We can see all of the available models by calling the available() method of the Model class:

from edsl import Model

Model.available()

This will return a list of the models we can choose from:

[['01-ai/Yi-34B-Chat', 'deep_infra', 0],
['Austism/chronos-hermes-13b-v2', 'deep_infra', 1],
['Gryphe/MythoMax-L2-13b', 'deep_infra', 2],
['Gryphe/MythoMax-L2-13b-turbo', 'deep_infra', 3],
['HuggingFaceH4/zephyr-orpo-141b-A35b-v0.1', 'deep_infra', 4],
['Phind/Phind-CodeLlama-34B-v2', 'deep_infra', 5],
['Qwen/Qwen2-72B-Instruct', 'deep_infra', 6],
['Qwen/Qwen2-7B-Instruct', 'deep_infra', 7],
['bigcode/starcoder2-15b', 'deep_infra', 8],
['bigcode/starcoder2-15b-instruct-v0.1', 'deep_infra', 9],
['claude-3-5-sonnet-20240620', 'anthropic', 10],
['claude-3-haiku-20240307', 'anthropic', 11],
['claude-3-opus-20240229', 'anthropic', 12],
['claude-3-sonnet-20240229', 'anthropic', 13],
['codellama/CodeLlama-34b-Instruct-hf', 'deep_infra', 14],
['codellama/CodeLlama-70b-Instruct-hf', 'deep_infra', 15],
['cognitivecomputations/dolphin-2.6-mixtral-8x7b', 'deep_infra', 16],
['databricks/dbrx-instruct', 'deep_infra', 17],
['deepinfra/airoboros-70b', 'deep_infra', 18],
['gemini-pro', 'google', 19],
['google/codegemma-7b-it', 'deep_infra', 20],
['google/gemma-1.1-7b-it', 'deep_infra', 21],
['gpt-3.5-turbo', 'openai', 22],
['gpt-3.5-turbo-0125', 'openai', 23],
['gpt-3.5-turbo-0301', 'openai', 24],
['gpt-3.5-turbo-0613', 'openai', 25],
['gpt-3.5-turbo-1106', 'openai', 26],
['gpt-3.5-turbo-16k', 'openai', 27],
['gpt-3.5-turbo-16k-0613', 'openai', 28],
['gpt-3.5-turbo-instruct', 'openai', 29],
['gpt-3.5-turbo-instruct-0914', 'openai', 30],
['gpt-4', 'openai', 31],
['gpt-4-0125-preview', 'openai', 32],
['gpt-4-0613', 'openai', 33],
['gpt-4-1106-preview', 'openai', 34],
['gpt-4-1106-vision-preview', 'openai', 35],
['gpt-4-turbo', 'openai', 36],
['gpt-4-turbo-2024-04-09', 'openai', 37],
['gpt-4-turbo-preview', 'openai', 38],
['gpt-4-vision-preview', 'openai', 39],
['gpt-4o', 'openai', 40],
['gpt-4o-2024-05-13', 'openai', 41],
['lizpreciatior/lzlv_70b_fp16_hf', 'deep_infra', 42],
['llava-hf/llava-1.5-7b-hf', 'deep_infra', 43],
['meta-llama/Llama-2-13b-chat-hf', 'deep_infra', 44],
['meta-llama/Llama-2-70b-chat-hf', 'deep_infra', 45],
['meta-llama/Llama-2-7b-chat-hf', 'deep_infra', 46],
['meta-llama/Meta-Llama-3-70B-Instruct', 'deep_infra', 47],
['meta-llama/Meta-Llama-3-8B-Instruct', 'deep_infra', 48],
['microsoft/Phi-3-medium-4k-instruct', 'deep_infra', 49],
['microsoft/WizardLM-2-7B', 'deep_infra', 50],
['microsoft/WizardLM-2-8x22B', 'deep_infra', 51],
['mistralai/Mistral-7B-Instruct-v0.1', 'deep_infra', 52],
['mistralai/Mistral-7B-Instruct-v0.2', 'deep_infra', 53],
['mistralai/Mistral-7B-Instruct-v0.3', 'deep_infra', 54],
['mistralai/Mixtral-8x22B-Instruct-v0.1', 'deep_infra', 55],
['mistralai/Mixtral-8x22B-v0.1', 'deep_infra', 56],
['mistralai/Mixtral-8x7B-Instruct-v0.1', 'deep_infra', 57],
['nvidia/Nemotron-4-340B-Instruct', 'deep_infra', 58],
['openchat/openchat-3.6-8b', 'deep_infra', 59],
['openchat/openchat_3.5', 'deep_infra', 60]]

Adding a model

Newly available models for these services are added automatically.
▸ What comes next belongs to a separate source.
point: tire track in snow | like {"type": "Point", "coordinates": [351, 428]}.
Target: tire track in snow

A current list is also viewable at edsl.enums.LanguageModelType. If you do not see a publicly available model that you want to work with, please send us a feature request to add it or add it yourself by calling the add_model() method:

from edsl import Model

Model.add_model(service_name = "anthropic", model_name = "new_model")
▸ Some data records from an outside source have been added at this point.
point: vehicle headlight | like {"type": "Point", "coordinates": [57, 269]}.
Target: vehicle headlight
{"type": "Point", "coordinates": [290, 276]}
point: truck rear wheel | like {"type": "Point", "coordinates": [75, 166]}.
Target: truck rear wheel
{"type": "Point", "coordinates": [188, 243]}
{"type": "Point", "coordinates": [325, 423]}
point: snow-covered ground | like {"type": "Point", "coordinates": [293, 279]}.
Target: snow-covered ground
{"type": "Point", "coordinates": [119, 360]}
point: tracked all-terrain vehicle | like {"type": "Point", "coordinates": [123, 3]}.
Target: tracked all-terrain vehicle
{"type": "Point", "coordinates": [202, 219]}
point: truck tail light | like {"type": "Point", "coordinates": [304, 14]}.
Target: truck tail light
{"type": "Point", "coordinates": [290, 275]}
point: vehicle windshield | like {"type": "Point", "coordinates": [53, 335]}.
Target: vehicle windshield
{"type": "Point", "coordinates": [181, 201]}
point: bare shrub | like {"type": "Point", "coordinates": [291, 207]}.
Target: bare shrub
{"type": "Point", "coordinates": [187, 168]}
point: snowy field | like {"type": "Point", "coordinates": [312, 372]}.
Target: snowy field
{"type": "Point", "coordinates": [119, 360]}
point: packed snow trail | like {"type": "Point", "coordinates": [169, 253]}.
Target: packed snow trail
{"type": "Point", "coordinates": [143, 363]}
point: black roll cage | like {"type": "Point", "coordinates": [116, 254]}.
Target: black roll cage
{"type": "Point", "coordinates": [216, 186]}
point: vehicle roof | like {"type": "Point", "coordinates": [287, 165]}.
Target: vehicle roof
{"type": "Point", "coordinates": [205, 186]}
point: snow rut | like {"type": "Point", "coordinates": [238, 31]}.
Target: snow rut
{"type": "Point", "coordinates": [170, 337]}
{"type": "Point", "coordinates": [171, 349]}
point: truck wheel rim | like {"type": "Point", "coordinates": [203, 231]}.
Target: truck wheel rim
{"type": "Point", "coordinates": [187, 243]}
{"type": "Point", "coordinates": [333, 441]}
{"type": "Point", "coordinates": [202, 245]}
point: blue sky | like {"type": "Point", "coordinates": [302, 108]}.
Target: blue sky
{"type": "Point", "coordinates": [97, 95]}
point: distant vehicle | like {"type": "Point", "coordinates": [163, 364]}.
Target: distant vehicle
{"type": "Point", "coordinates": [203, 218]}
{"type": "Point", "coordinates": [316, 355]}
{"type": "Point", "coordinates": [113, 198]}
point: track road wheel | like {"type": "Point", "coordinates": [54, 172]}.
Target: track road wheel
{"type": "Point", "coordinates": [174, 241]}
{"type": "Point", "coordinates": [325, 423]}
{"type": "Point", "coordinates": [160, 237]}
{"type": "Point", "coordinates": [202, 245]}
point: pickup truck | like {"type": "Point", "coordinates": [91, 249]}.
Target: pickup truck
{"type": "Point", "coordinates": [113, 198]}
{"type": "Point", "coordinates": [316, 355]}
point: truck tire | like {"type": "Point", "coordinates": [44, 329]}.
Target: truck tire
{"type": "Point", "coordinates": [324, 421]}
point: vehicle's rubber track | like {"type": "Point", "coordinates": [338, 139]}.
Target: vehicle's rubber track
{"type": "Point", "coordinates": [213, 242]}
This will add the model new_model to the anthropic service. You can then see the model in the list of available models, and search by service name:

Model.available("anthropic")

Output:

[['claude-3-5-sonnet-20240620', 'anthropic', 10],
['claude-3-haiku-20240307', 'anthropic', 11],
['claude-3-opus-20240229', 'anthropic', 12],
['claude-3-sonnet-20240229', 'anthropic', 13],
['new_model', 'anthropic', 61]]

Check models

We can check the models that for which we have already properly stored API keys by calling the check_models() method:

Model.check_models()

This will return a list of the available models and a confirmation message whether a valid key exists. The output will look like this (note that the keys are not shown):

Checking all available models...

Now checking: 01-ai/Yi-34B-Chat
OK!

Specifying a model

We specify a model to use with a survey by creating a Model object and passing it the name of an available model. We can optionally set other model parameters as well (temperature, etc.). For example, the following code creates a Model object for Claude 3.5 Sonnet with default model parameters:

from edsl import Model

model = Model('claude-3-5-sonnet-20240620')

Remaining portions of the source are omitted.